Mark Harmon lights up this California teen comedy, a screwball fable from the beach ball jungle full of sophomoric sass, horror spoofery and the old standby -- vomit jokes. Harmon proves irresistible as the goof-off Freddy Shoop, a high school coach who is forced to spend his summer vacation teaching bonehead English to a class of rowdy, sun-damaged remedials. Naturally, all of them are full of hidden potential that is tapped by the simpatico Shoop, who also grows up in the process. Carl Reiner directs this Clearasil comedy, which is proud to be junk food, but nevertheless tackles such sobering subjects as illiteracy, teen-age pregnancy and young adult alcoholism. Writer Jeff Franklin is never preachy, making his points in his humorous dialogue: "Fact: Alcohol kills brain cells," says Shoop to an incorrigible boozer. "Lose one more, and you're a talking monkey." -- Rita Kempley
BLUE CITY R, 1986, 83 minutes, Paramount Home Video, $79.95.
Blue City, a thriller set in South Florida about a young man who returns home to patch things up with his father only to find that he's been murdered, was the movie that was supposed to prove that after "St. Elmo's Fire," Brat Packers Judd Nelson and Ally Sheedy were stars bankable enough to cast in anything. What it ended up demonstrating was just the opposite: that people will come to see Brat Packers being Brat Packers and nothing else. Playing high-pressure material, they seemed too insubstantial to have grown-up thoughts, much less to be driven to murder.
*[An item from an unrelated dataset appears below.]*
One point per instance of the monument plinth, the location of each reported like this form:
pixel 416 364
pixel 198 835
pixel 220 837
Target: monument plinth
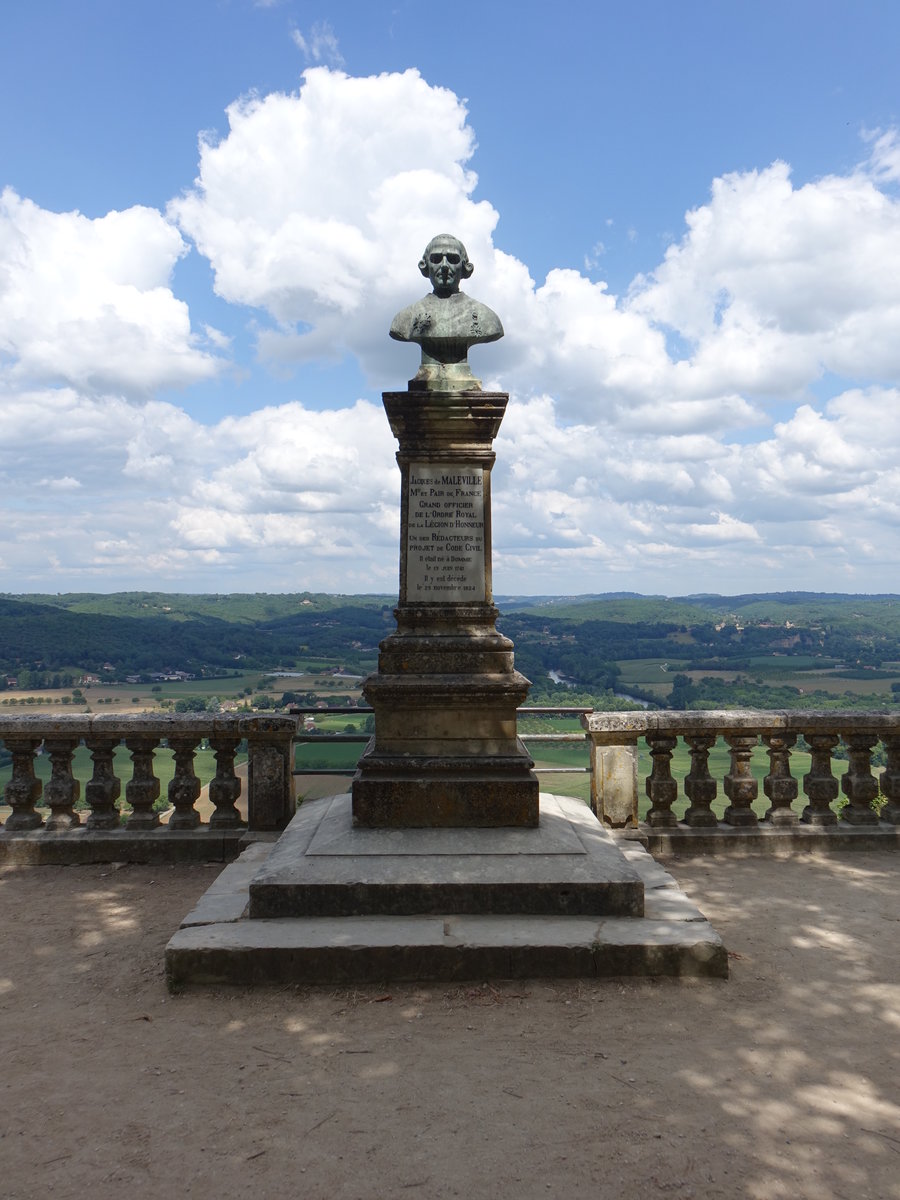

Nelson's emotional range is better suited to Angst over tie selection. And Sheedy, well ... Someone once told me that the demise of Ally Sheedy came when someone told her that "acting is listening." And, it's true, nobody listens with greater intensity. Unfortunately, her expression makes it look as if she only understands every other word. -- Hal Hinson
ANITA BAKER: ONE NIGHT OF RAPTURE Unrated, 1987, 55 minutes, Elektra Entertainment, $24.98.
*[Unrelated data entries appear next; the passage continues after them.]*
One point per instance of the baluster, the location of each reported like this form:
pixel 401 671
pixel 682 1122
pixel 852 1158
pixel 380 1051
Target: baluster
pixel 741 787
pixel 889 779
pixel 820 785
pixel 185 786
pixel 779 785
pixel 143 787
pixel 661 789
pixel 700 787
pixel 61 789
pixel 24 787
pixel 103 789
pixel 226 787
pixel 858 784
Over the last two years, Washingtonians have come to adore Anita Baker's sultry and scintillating vocals, and those who missed her recent four-night stand at Constitution Hall can now enjoy this excellent video concert shot during her last extended engagement there. The diminutive Baker owns one of the biggest, deepest voices around, and though she's sometimes identified as the prime exponent of black radio's "Quiet Storm" (a k a mellow) sound, Baker's just as adept at bluesy grit, gospel fervor and jazz inflection. This collection features all of the songs from her breakthrough "Rapture" album in engagingly extended versions. Among the highlights: the exuberant need of "Same Ole Love (365 Days a Year)" juxtaposed with the release of "You Bring Me Joy"; the melismatic twists of "Caught Up in the Rapture" and "Mystery"; the cautionary "Watch Your Step" and Baker's biggest hit, "Sweet Love." There's a little too much interview here -- a few more songs would probably be better appreciated in the long run -- but the concert was well shot and one wishes the sound in Constitution Hall could always be as good as it is on this video.